How do his subalterns relate with an alpha male of a President? In this particular case, President Duterte’s presence is the dominating specter hovering over the OP; and with his propensity to act decisively on a mere “whiff of corruption,” this, I submit, strikes fear in the hearts of even the virtuous. Add to that his propensity to act and decide without proper consultation with his Cabinet. Indeed, a dominant and domineering personality will intimidate the people around him. As a counter-measure, the participation of alpha males/females in the Cabinet is an imperative. Strong Presidents should have strong-minded advisers. The absence of an ardent “imperial court of advisers” to the presidency is a disservice to an office where policy discourse on good governance is primarily fueled by healthy debate and a clash of ideas.
Echoing Schlesinger’s hypothesis on the making of an imperial presidency, all of the above contribute to the weakness of a presidency in a republican state that allows the appearance of an imperial President with “strongman” attributes. President Rodrigo Duterte fits this description.
Weak checking mechanism
Two other elements contribute to the making of an imperial presidency; a weak, or the absence of a, checking mechanism of Congress and the Constitution itself. Part 1 of this series (“Self-castration of Congress”) described how both houses of the legislative branch surrendered their prerogatives in checking the executive branch.
As to the Constitution, the President has not yet been proven to have breached any of its dictates but his constant threats against its ultimate arbiter and interpreter, the Supreme Court, comes close to a transgression.
Pimentel reacts to Duterte defying SC, Congress:“Alarmed, but no need to act”(May 29, 2017 @inquirerdotnet)
“Senate President Aquilino “Koko” Pimentel 3rd on Monday defended President Rodrigo Duterte from critics, saying he did not violate the law by making remarks about defying the Supreme Court (SC) and Congress on martial law.”
Duterte defies Supreme Court (@inquirerdotnet, August 10, 2016)
“I’m giving you a warning. Don’t create a crisis because I will order everybody in the executive department not to honor you,” Mr. Duterte told (Supreme Court Chief Justice) Sereno, in his remarks before the military in Cagayan de Oro City.

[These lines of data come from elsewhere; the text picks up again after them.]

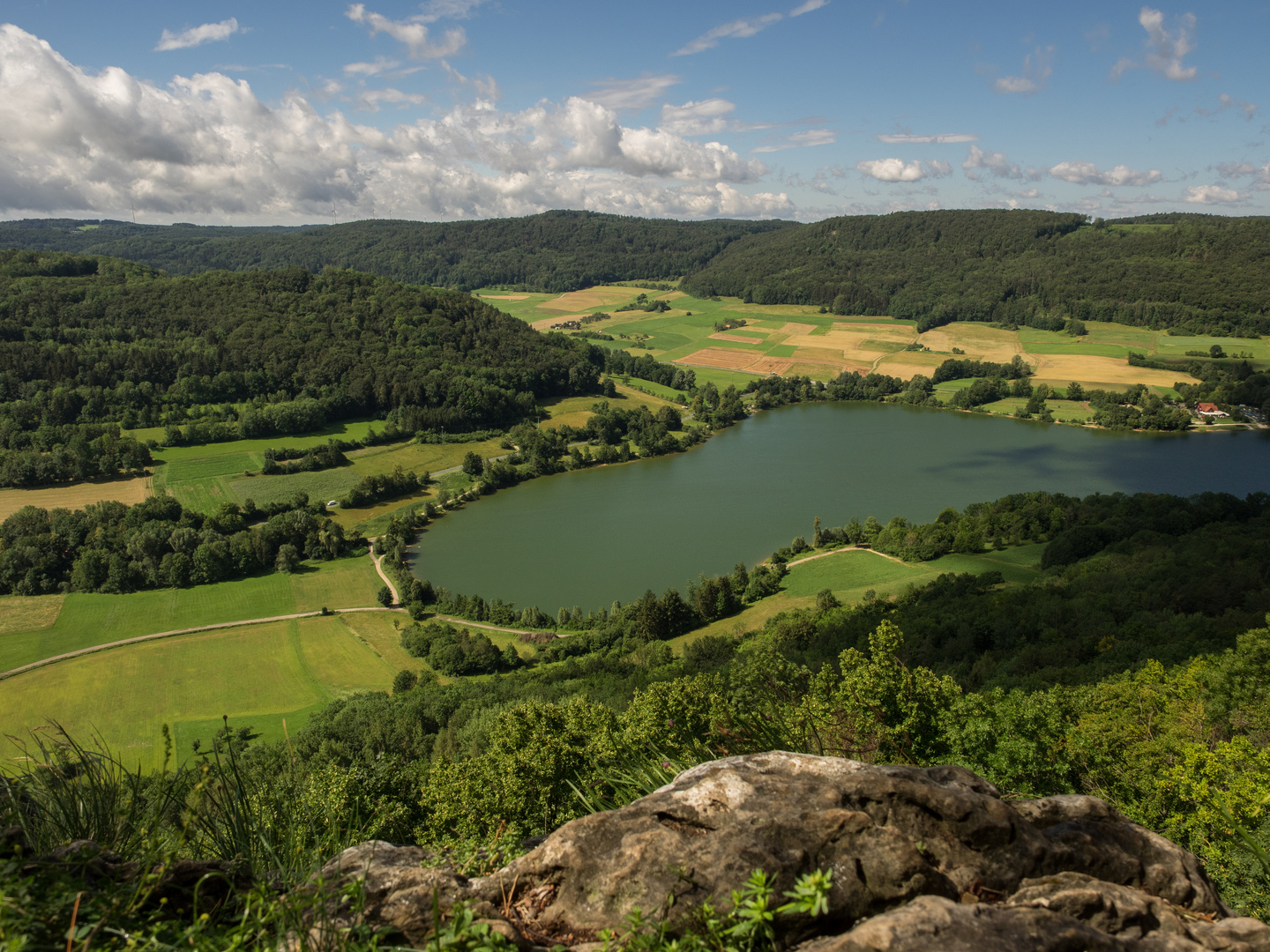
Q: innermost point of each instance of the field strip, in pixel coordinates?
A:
(181, 631)
(846, 548)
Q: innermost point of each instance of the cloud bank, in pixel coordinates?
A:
(206, 145)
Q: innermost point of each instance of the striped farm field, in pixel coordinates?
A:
(75, 496)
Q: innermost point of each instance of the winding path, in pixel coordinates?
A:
(175, 632)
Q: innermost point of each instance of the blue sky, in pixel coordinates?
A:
(280, 112)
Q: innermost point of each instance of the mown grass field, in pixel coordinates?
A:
(258, 675)
(55, 625)
(848, 574)
(793, 339)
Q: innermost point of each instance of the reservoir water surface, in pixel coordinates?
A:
(588, 537)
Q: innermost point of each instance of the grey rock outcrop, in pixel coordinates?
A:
(921, 859)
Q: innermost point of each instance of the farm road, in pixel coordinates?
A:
(175, 632)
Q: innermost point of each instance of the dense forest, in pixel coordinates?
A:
(1198, 273)
(553, 251)
(156, 544)
(1160, 600)
(86, 340)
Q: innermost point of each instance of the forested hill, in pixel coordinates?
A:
(1197, 271)
(553, 251)
(97, 339)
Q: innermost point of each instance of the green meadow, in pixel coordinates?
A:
(850, 573)
(258, 675)
(83, 620)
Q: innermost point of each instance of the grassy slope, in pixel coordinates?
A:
(258, 675)
(850, 573)
(92, 619)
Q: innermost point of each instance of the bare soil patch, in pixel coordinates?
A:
(796, 329)
(900, 331)
(545, 323)
(771, 365)
(978, 342)
(1102, 369)
(589, 300)
(818, 354)
(77, 496)
(736, 338)
(28, 612)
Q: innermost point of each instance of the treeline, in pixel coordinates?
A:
(282, 462)
(385, 485)
(1229, 387)
(120, 343)
(1018, 268)
(620, 363)
(554, 251)
(156, 544)
(68, 453)
(1129, 579)
(458, 652)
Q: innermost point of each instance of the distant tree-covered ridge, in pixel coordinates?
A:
(97, 340)
(554, 251)
(1201, 273)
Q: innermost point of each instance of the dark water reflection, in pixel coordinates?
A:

“You want me to be frank? You’re interfering (with my job)… Please, don’t order me. I’m not a fool. If this continues, (that) you’re trying to stop me, I might lose my cool. Or would you rather I declare martial law?”
The proposition that now shapes the national conversation is whether President Duterte, with all his flaws, is what this country needs. In Part 1 & 2 of this series, a case was being developed that the frustrations of the Filipino—stark poverty and corruption in all levels of government; the downward spiral toward stasis from the early days of the Republic— precipitated the seething anger that found relief from an outsider whose message and personality resonated with the voters. Duterte the foul-mouth visionary whose claim to fame is the deliverance of a city from the political abyss of centralized government neglect, carpeted his governance with the corpses of the “dregs of society”. He openly declared as his platform that he will do the same for the whole country if elected President. We elected him President.
His current 75 percent support from the populace reinforced its clarion call for such a man and certainly put to rest the question that the Filipino needs this imperial President Rodrigo Duterte.